Europe's formerly Communist countries have liberal abortion laws. The only exception is Poland, where abortion is allowed only in cases of risk to the life or health of the woman or when the pregnancy is a result of rape or incest. Abortion in case of fetal defects, which was previously legal, was ruled unconstitutional by the country's Constitutional Tribunal on 22 October 2020. United Nations independent human rights experts criticized the ruling, and called for the Polish authorities to respect the rights of people who were protesting against it. The ruling took effect on 27 January 2021.

Most European countries have laws that stipulate that minor girls need their parents' consent or that the parents must be informed of the abortion. In most of these countries, however, this rule can be circumvented if a committee agrees that the girl may be placed at risk if her parents find out about the pregnancy, or that otherwise, it is in her best interests to not notify her parents. The interpretation in practice of these laws depends from region to region, as with the other abortion laws. Some countries differentiate between younger pregnant minors and older ones, with the latter not subjected to parental restrictions (for example under or above 16).

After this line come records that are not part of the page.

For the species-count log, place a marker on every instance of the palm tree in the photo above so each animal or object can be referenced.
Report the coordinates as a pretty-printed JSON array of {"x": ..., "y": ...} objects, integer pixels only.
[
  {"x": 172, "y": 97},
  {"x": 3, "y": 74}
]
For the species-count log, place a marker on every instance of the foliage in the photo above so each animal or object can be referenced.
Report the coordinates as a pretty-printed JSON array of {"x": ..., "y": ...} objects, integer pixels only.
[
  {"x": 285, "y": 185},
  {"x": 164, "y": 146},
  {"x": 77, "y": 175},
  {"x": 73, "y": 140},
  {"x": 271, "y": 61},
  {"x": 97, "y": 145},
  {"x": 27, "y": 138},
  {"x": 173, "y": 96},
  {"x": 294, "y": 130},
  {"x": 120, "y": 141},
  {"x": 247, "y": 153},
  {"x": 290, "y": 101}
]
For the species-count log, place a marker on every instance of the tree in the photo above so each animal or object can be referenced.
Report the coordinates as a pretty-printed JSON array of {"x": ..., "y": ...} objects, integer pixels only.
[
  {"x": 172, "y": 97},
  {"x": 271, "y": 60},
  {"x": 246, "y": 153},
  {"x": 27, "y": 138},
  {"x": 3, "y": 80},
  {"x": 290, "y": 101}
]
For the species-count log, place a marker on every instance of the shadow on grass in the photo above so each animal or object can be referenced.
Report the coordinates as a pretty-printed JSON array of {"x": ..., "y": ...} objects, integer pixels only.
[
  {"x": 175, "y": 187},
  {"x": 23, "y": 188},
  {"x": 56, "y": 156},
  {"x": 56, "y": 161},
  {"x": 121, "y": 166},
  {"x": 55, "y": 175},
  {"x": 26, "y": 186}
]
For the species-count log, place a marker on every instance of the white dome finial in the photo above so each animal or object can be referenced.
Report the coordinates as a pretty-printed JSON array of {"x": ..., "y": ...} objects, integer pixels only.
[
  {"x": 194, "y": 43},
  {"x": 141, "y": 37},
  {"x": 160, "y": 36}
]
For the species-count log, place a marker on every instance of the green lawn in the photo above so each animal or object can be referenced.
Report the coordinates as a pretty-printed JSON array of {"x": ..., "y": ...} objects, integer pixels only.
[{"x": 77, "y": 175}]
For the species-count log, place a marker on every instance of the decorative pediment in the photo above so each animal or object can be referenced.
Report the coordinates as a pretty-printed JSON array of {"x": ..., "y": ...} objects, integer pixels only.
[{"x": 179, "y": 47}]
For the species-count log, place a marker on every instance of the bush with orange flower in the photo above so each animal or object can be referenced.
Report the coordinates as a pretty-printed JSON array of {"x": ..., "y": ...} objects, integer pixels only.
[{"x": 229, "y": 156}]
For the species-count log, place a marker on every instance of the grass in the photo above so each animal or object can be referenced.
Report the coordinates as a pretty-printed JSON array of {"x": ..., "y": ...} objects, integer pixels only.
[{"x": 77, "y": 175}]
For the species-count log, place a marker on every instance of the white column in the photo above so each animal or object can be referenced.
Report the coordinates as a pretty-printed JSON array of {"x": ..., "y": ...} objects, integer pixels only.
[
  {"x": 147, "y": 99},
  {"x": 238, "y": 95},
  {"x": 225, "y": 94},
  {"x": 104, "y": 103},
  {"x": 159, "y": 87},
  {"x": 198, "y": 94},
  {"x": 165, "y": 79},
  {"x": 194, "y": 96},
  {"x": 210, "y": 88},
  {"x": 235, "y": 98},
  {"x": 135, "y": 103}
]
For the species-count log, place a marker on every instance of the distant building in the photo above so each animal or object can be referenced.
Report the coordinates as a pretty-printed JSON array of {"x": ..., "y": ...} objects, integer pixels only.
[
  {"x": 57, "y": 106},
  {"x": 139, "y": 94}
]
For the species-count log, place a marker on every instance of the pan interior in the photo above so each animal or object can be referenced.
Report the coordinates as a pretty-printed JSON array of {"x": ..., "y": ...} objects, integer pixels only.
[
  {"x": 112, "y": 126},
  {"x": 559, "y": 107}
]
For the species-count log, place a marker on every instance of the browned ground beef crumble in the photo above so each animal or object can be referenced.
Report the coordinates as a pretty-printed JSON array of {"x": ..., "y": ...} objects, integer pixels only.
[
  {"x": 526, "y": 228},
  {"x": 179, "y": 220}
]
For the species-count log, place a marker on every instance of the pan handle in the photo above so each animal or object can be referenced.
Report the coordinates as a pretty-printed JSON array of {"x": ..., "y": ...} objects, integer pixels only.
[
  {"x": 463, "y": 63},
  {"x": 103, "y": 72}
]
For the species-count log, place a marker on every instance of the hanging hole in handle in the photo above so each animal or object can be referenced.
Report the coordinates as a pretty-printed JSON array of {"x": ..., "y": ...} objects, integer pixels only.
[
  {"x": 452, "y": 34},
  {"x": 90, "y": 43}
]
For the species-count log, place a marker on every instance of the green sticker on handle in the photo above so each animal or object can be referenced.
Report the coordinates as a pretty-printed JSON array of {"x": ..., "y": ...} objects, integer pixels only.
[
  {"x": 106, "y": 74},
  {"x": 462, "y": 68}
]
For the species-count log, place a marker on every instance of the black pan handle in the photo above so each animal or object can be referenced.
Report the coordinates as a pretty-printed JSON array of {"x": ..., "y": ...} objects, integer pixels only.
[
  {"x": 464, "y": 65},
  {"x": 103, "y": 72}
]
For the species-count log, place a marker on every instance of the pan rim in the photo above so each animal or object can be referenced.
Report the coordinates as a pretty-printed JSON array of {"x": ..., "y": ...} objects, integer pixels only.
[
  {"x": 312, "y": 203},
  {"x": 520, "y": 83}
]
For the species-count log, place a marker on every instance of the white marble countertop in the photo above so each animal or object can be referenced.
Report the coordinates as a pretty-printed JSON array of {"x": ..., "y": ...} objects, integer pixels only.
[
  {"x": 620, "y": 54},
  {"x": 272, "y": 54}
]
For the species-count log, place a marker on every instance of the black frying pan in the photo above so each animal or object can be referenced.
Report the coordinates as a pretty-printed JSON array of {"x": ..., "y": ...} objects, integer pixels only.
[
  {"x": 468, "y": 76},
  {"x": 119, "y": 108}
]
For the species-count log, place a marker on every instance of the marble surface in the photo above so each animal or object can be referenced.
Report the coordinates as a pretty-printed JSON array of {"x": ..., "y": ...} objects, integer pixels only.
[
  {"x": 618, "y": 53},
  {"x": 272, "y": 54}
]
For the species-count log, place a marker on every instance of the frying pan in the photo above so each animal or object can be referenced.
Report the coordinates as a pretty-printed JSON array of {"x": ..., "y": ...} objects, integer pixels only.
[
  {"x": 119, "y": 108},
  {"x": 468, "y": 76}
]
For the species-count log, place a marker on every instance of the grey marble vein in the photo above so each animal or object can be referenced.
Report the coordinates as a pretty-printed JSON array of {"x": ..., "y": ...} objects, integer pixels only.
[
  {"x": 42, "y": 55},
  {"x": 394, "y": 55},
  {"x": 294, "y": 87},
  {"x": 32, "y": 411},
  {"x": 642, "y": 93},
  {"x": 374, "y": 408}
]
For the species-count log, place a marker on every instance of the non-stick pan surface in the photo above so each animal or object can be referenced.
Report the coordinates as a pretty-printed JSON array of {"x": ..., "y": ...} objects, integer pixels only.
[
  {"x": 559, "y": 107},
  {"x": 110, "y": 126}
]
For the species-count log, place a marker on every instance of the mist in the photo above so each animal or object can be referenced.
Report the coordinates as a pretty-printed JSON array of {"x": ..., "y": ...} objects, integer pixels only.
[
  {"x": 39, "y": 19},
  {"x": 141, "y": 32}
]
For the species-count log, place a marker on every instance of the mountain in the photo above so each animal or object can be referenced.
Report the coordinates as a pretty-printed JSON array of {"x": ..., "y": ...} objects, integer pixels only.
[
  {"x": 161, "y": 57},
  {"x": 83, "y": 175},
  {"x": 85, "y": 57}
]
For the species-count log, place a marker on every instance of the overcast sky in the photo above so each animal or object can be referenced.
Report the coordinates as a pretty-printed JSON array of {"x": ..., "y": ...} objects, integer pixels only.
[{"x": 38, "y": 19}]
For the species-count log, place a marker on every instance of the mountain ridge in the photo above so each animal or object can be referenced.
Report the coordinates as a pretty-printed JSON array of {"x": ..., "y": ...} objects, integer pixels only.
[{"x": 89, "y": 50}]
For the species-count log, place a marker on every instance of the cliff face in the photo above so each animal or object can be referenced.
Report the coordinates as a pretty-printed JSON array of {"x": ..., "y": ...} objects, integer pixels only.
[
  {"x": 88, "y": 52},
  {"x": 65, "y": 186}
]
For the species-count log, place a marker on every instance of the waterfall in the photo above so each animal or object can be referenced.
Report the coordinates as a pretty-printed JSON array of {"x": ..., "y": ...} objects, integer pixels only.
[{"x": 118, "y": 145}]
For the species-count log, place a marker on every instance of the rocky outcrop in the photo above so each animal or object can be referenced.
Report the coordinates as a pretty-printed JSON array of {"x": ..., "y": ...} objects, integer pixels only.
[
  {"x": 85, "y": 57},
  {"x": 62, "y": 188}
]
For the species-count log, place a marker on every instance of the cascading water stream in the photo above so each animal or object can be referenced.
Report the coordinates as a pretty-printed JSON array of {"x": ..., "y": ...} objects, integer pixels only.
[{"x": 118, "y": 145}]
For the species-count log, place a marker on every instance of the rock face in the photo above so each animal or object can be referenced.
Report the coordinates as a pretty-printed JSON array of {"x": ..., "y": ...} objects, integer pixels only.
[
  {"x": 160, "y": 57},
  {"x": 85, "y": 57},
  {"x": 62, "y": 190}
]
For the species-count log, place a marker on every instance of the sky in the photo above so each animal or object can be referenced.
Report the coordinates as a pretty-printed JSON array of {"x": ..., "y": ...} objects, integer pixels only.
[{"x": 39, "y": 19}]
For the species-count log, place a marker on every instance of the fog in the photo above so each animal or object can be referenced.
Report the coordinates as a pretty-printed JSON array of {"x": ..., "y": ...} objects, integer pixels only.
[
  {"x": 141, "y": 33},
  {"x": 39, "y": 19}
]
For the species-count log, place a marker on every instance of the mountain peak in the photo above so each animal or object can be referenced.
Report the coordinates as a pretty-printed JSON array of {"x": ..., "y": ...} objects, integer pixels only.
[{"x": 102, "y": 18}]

In countries where abortion is illegal or restricted, it is common for women to travel to neighbouring countries with more liberal laws. It was estimated in 2007 that over 6,000 Irish women traveled to Great Britain to have abortions every year.

Abortion laws by country 

In most European countries, there is a term limit before which abortion is more easily available in law than afterwards. This can include allowing for an abortion on request, without a medical indication by the pregnant woman. The grounds on which abortion is, or is not, permitted vary considerably according to national laws and policies.